Desde que te conozco llevo alejándome de ti, luchando contra una fuerza imantada que me resulta doloroso controlar. Desde que te conozco, te olvido. Desde que te conozco mis órganos se han convertido en lágrimas y no hacen más que martirizarme. Desde que te conozco no quiero pensar en ti, porque todo pensamiento tiene el mismo fin.

Le he preguntado a él si no quería saber para quién eran mis palabras... y él me ha dicho que no eran para nadie. A mí también me gustaría pensar así, pero por alguna razón, las dos lágrimas que tengo detrás de los cristales de mis gafas, no me dejan verlo tan claro.

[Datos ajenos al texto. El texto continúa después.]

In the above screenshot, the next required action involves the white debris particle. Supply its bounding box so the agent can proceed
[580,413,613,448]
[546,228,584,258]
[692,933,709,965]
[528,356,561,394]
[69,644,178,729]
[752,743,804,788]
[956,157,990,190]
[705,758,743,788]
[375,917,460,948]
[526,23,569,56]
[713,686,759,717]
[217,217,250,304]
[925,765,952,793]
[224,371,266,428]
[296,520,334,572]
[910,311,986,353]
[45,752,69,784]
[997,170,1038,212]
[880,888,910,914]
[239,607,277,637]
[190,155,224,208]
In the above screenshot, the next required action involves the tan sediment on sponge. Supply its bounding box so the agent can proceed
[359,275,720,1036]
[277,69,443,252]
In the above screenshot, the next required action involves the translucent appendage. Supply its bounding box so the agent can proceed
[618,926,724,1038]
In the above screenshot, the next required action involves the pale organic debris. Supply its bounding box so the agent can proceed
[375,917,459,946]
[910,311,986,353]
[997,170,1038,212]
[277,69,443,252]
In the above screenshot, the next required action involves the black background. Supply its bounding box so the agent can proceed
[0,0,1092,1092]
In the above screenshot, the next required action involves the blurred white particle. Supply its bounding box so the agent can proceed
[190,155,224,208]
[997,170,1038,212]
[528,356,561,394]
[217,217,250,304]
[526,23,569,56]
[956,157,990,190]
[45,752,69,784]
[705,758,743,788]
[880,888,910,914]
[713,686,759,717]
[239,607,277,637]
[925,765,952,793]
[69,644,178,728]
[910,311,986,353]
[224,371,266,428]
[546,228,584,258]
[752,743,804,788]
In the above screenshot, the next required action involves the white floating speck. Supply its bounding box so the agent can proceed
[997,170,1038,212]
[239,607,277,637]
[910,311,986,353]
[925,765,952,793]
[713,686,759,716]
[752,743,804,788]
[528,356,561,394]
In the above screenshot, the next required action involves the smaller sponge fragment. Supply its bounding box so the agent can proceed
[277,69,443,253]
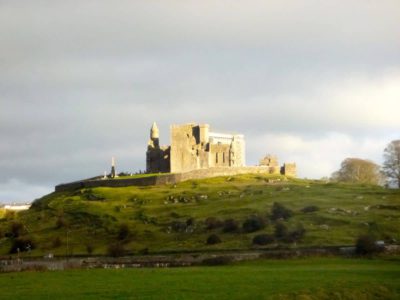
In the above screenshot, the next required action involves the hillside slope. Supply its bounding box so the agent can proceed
[0,174,400,255]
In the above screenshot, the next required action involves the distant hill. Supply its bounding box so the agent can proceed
[0,174,400,255]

Quiero pensar que lo que tanto quiero no es más que algo que me imaginé que podría llegar a ser, pero que no es real. Quiero pensar que eres polvo de arcilla que guardar en una cajita... aunque yo sepa que, lo que en realidad eres, es polvo de hadas.

Pero tú, igual que yo, sabes que la hadas mueren al no creer en ellas.